The company posted subscription revenue of $3.67 billion in the quarter, up 22% year over year. ServiceNow said it beat the high end of its guidance across all topline growth and profitability metrics in the quarter, and lifted its full-year subscription revenue outlook.

For 2026, ServiceNow now expects subscription revenue of $15.7 billion to $15.8 billion, representing growth of roughly 22% to 22.5%. That beat Cowen analysts’ expectations heading into the print.

CEO Bill McDermott emphasized the company’s momentum and once again dismissed the threat of AI in an interview on Tuesday.

“The results speak a lot louder than the words. We’re now in another beat and raised quarter,” he told Business Insider.

McDermott highlighted accelerating adoption of ServiceNow’s AI products as a key driver of growth. The company had previously forecast $1 billion in AI software sales in 2026, and McDermott now expects that to be at least $1.5 billion.

“We’ll probably blow through that, too, because the acceptance of our AI solutions is just absolutely stunning,” he added.

The company’s remaining performance obligations, a key forward-looking metric, rose 25% to $27.7 billion, while current RPO grew 22.5% to $12.64 billion.

Software stocks, including ServiceNow, have been hammered over the past six months on concerns that generative AI models and related offerings from Anthropic and OpenAI could replace established software services.

McDermott brushed those concerns aside on Tuesday, arguing instead that ServiceNow is benefiting from the shift.

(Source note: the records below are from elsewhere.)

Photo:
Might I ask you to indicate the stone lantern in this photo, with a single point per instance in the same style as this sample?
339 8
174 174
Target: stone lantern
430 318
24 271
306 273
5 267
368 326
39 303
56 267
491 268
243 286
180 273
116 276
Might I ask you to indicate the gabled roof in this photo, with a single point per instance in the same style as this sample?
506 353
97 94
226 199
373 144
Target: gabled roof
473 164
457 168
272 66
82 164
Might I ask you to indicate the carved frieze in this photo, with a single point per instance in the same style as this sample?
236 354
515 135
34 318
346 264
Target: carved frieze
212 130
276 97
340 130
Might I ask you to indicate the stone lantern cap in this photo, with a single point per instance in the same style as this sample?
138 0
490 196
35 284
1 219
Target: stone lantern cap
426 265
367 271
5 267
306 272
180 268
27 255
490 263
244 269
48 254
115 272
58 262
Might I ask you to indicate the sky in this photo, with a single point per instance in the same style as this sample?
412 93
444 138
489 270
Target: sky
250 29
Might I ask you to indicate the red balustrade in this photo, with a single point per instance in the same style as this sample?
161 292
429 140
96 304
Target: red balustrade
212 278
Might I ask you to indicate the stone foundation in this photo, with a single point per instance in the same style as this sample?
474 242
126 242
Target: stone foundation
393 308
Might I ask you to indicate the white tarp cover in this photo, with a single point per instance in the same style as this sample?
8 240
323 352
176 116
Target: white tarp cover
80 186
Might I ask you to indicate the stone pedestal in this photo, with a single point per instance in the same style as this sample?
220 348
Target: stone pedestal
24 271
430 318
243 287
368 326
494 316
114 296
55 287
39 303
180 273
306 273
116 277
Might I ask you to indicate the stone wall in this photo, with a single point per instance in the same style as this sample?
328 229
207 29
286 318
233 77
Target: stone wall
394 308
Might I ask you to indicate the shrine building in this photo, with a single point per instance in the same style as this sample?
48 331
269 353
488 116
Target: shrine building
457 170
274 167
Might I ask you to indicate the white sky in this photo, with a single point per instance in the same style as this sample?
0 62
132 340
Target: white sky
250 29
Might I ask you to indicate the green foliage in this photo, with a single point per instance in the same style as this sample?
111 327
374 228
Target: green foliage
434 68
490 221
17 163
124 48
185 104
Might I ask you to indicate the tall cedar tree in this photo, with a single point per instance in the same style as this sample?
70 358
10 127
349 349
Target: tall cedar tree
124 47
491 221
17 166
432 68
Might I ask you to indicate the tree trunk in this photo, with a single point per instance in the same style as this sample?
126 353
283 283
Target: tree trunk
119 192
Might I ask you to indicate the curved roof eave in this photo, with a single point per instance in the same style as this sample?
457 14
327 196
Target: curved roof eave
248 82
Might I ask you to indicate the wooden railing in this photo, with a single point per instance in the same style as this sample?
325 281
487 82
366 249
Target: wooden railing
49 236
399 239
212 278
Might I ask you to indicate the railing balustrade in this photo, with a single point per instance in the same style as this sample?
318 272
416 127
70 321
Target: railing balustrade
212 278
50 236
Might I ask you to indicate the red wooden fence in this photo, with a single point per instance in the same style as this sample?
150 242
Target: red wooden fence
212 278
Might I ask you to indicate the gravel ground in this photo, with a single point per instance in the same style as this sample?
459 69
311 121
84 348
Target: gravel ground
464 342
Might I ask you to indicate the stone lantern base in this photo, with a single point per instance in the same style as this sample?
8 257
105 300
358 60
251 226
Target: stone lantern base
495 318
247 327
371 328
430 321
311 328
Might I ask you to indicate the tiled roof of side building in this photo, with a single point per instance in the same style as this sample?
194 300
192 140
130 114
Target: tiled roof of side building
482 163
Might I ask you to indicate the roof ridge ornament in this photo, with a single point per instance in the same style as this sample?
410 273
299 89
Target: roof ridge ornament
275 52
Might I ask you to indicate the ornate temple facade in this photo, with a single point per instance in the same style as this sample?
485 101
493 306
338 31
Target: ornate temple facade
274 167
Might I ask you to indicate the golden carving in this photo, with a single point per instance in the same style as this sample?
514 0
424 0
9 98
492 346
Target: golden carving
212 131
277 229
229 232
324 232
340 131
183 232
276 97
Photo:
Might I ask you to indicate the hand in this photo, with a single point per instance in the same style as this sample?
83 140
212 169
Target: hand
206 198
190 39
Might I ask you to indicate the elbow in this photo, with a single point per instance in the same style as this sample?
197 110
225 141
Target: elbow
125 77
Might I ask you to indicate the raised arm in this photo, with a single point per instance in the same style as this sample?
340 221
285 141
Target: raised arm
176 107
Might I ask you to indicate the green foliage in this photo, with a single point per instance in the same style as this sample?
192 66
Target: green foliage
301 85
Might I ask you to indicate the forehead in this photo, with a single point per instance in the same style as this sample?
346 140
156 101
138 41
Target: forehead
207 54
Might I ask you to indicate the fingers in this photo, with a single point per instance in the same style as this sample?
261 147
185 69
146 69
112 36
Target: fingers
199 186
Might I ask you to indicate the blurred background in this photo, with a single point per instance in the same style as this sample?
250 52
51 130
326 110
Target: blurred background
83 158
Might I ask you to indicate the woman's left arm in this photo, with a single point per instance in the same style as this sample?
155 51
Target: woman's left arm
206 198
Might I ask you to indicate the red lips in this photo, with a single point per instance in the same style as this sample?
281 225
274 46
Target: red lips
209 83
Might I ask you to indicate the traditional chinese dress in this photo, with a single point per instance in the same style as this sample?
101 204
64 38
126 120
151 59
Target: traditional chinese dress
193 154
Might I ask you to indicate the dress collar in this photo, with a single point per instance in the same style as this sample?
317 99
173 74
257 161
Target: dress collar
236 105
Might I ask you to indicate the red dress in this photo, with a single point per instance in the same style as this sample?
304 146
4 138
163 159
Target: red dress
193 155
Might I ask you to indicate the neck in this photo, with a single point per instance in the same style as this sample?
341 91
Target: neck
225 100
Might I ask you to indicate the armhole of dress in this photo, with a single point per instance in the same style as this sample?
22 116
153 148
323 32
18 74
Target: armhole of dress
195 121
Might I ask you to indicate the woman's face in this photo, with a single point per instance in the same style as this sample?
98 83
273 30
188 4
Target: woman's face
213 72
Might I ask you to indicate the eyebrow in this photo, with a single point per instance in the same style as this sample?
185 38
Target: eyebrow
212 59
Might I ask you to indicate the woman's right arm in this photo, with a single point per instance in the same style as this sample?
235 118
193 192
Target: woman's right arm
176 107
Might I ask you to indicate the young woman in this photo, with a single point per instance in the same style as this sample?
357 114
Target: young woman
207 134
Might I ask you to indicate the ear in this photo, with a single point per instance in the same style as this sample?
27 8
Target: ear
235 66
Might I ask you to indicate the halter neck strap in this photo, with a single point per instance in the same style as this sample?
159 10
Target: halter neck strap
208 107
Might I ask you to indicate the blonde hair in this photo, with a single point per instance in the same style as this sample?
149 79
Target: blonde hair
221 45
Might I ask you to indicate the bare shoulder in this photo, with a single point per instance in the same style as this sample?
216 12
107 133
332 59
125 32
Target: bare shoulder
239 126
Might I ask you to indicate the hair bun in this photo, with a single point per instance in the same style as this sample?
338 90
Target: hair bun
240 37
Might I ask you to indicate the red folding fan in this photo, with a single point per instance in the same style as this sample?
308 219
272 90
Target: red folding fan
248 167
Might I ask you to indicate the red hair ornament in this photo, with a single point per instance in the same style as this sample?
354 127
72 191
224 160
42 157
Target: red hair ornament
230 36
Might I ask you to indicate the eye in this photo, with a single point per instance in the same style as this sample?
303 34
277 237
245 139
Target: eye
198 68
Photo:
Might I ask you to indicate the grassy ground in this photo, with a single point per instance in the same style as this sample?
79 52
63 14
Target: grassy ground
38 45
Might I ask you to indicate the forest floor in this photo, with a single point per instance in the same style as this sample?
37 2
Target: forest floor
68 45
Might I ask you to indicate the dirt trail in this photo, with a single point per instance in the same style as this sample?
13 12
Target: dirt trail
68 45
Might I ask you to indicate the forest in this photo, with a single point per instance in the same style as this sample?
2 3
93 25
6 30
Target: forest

He said customers considering tapping AI models more directly are seeing that the cost of these new approaches can end up being a lot more than expected, due to unpredictable usage-based pricing.

McDermott said the CIO of a major customer recently evaluated a more direct AI model approach for running her IT operations. It would have cost 10 times more than just focusing on ServiceNow’s AI offerings, which are more accurate and predictable, McDermott argued.

He called AI model offerings for enterprise software customers “parlor tricks.”